Key examples include:
- European Union Artificial Intelligence Act (Regulation (EU) 2024/1689)
- Rules from the Biden-Harris Administration governing federal agencies’ use of AI
- A unanimous United Nations General Assembly resolution on trustworthy AI (UN G.A. Res. 78/265)
These policies articulate the public interest that needs to be protected against AI risks, leading to the establishment of new AI safety institutes aimed at developing responsible design, evaluation, and use of AI.
Concerns About AI Capabilities
Policymakers and stakeholders are increasingly worried about the growing capabilities of AI models. Consequently, many emerging AI risk management actions focus on:
- Improved testing and evaluation of AI models
- Safeguards on model inputs and outputs
- Limiting access to AI model weights
Supporters of a model-centric governance approach argue that interventions during the model training and release stages can help reduce downstream risks, particularly the misuse of generative AI models.

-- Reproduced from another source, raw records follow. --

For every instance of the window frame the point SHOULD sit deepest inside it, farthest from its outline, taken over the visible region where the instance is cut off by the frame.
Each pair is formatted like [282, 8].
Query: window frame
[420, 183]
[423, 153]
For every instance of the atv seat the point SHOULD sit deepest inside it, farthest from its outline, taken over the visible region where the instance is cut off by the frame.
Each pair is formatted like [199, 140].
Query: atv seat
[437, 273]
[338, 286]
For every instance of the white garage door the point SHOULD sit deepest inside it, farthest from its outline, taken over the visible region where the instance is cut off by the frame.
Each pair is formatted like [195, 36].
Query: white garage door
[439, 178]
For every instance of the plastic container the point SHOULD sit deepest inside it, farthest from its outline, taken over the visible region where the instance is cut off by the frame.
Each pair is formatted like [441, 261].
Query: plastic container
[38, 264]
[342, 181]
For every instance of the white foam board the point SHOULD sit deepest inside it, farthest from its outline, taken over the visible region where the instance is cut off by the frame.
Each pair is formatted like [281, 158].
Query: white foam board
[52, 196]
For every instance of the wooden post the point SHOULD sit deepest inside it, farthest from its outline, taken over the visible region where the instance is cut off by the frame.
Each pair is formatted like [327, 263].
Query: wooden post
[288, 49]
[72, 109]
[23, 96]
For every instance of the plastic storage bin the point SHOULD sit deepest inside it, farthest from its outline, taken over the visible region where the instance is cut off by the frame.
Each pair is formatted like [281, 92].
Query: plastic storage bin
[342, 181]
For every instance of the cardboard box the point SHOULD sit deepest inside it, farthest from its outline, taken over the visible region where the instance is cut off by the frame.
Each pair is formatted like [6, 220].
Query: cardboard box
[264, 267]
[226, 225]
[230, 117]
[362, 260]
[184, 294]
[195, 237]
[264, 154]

However, some critics contend that this approach is infeasible and can hinder innovation and economic competition.
The Need for a Conceptual Framework
The current lack of a conceptual framework hampers AI risk management by limiting methods, tools, and expertise. This paper aims to structure the ongoing debate on AI risk management by assessing intervention points in the sociotechnical system.

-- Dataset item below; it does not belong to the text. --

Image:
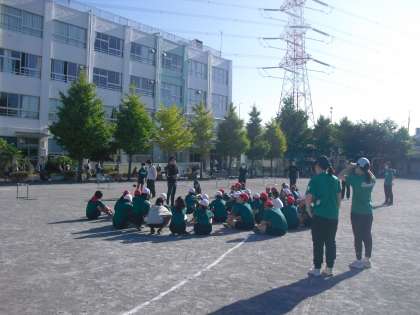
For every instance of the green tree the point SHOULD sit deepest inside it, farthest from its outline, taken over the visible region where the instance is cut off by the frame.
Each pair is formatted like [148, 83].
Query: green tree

AI risk management must focus on protecting public rights and safety. The paper argues for the need to recenter the prevention of harms at the sociotechnical level, acknowledging that only a comprehensive understanding of system components can effectively mitigate risks.
Key Analytic Shifts
Part I discusses various AI risk management frameworks, contrasting their focus on technical systems and highlighting their limitations. The frameworks include:
- The EU AI Act
- U.S. guidance on responsible AI use
- The UK’s AI Security Institute research agenda
- The NIST AI Risk Management Framework
Part II introduces the proposed conceptual framework, advocating for:
- A sociotechnical approach to risk management
- A preference for interventions aimed at preventing harms rather than merely reducing future hazards
Example Case Study
Part III examines a specific instance of AI risk related to image-based sexual abuse, showcasing how the proposed framework can mitigate risks effectively.
Recommendations to Policymakers
Part IV outlines four key recommendations:
- Develop a sociotechnical system map to identify relevant components related to the harm being investigated.
- Task deployers of AI systems with assessing and mitigating specific use case risks.
- Reduce reliance on developers for independent risk mitigation activities.
- Invest in the infrastructure necessary for sociotechnical evaluations and the range of risk mitigation techniques.
Limitations of Current AI Governance Frameworks
While new governance efforts aim to manage AI risks, several weaknesses persist:
- Insufficient attention to the relationality of risk
- Over-reliance on developers for risk management
- Emphasis on technocratic tools
- Model-centric mitigations that fail to address real-world harms
The article emphasizes that harms are often a product of complex interactions within sociotechnical systems rather than merely the capabilities of individual AI models. A comprehensive understanding of these interactions is crucial for effective risk management.